Kapı açılınca duraksadı ve baştan aşağıya karşında duran bayanı inceledi. Güzel ve seksiydi. Özellikle pijamaları içinde şeker görünüyordu. "Benim odamın kapısını açmaya çalıştığınızın farkında mısınız acaba?" Sesi de kendi kadar güzel va narin diye düşündü Derrién. Kadının eliden tutup içeri çekmesiyle diretti kendini. Bir yandan da söylendi gülümseyerek. " Bu kadar aceleye gerek yok tatlım " dedi. Diretmeye devam etmesi kadını sinirlendirmiş gibiydi. Ağzından çıkan birkaç sözcükle kendini oda da buldu J. Odaya girdiğin de duvara yasladı sırtını ve derin bir nefes alarak kendine gelmeye çalıştı. Sarhoşken pek kendini kontrol edemezdi. Özellikle bir bayanla karşı karşıyaysa. Yavaş adım ama sağlam adımlarla mutfağa doğru ilerledi. Kendini sandalyelerden birine attı. Ve siyah takımının ceketini çıkarıp sandalye arkasına astı. Sonra önündeki birkaç kahveye baktı. Sonra gözlerini kadına çevirdi. " İçinde bir şey yok ya" dedi ve kahkaha atarak bardağı eline aldı. İçtiği ilk iki yudumun tadı iğrenç gelmişti fakat içtikçe güzelleşiyordu. Bir bardağı bitirince az da olsa iyiydi.

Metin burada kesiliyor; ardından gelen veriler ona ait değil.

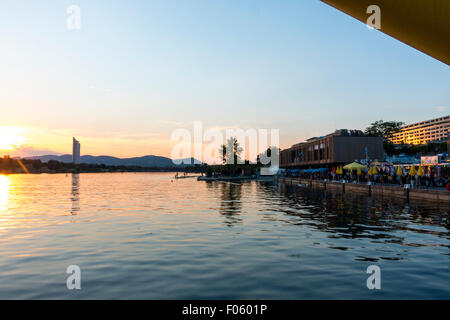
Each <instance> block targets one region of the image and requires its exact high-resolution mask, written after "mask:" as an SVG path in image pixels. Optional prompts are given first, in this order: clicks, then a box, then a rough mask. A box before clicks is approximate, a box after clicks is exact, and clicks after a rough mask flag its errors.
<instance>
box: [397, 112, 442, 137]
mask: <svg viewBox="0 0 450 320" xmlns="http://www.w3.org/2000/svg"><path fill="white" fill-rule="evenodd" d="M449 131H450V115H449V116H445V117H440V118H436V119H433V120H428V121H422V122H418V123H413V124H410V125H407V126H403V127H402V129H401V130H400V131H399V132H397V133H394V134H393V136H392V139H391V141H392V143H394V144H427V143H429V142H442V141H445V140H447V138H448V134H449Z"/></svg>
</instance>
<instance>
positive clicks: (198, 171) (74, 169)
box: [0, 157, 205, 173]
mask: <svg viewBox="0 0 450 320" xmlns="http://www.w3.org/2000/svg"><path fill="white" fill-rule="evenodd" d="M177 170H180V168H179V167H164V168H162V167H140V166H107V165H104V164H86V163H81V164H73V163H66V162H59V161H55V160H50V161H48V162H42V161H41V160H27V159H13V158H9V157H4V158H0V173H71V172H160V171H177ZM183 170H184V171H187V172H204V171H205V168H204V166H202V165H194V166H186V167H183Z"/></svg>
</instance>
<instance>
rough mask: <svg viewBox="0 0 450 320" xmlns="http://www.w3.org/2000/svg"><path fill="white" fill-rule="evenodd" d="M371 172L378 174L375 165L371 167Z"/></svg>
mask: <svg viewBox="0 0 450 320" xmlns="http://www.w3.org/2000/svg"><path fill="white" fill-rule="evenodd" d="M372 174H373V175H375V174H378V169H377V167H375V166H374V167H372Z"/></svg>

Hızlıca oturduğu sandalyeden kalktı. Başı döndü tekrardan. Elini duvara yaslayarak destek aldı ve hızla murtfaktan çıktı. Yatak odasına doğru gitti. Yavaşça kapıyı açtı ve küçük hıçkırıklar arasında konuşmaya başladı. " Kahve için sağolun. Şimdi işinize dönebilirsiniz. Ve odamdan çıkın" dedi ve yatağa kendini atarak gözlerini kapadı. Uyumuyordu aslında sadece dinleniyordu.

Her gözlerini kapattığında duyduğu tek şey vardı. Annesinin çığlıkları. Neden bunu duyduğunu bilmiyordu. Belki de annesinin sesini hediyede bulunmuştu Tanrı. Her çığlık sesini duyduğunda içinde kanayan bir yara daha oluşuyordu sanki. Yeniden kanayan ve tekrar kanayacak olan yara...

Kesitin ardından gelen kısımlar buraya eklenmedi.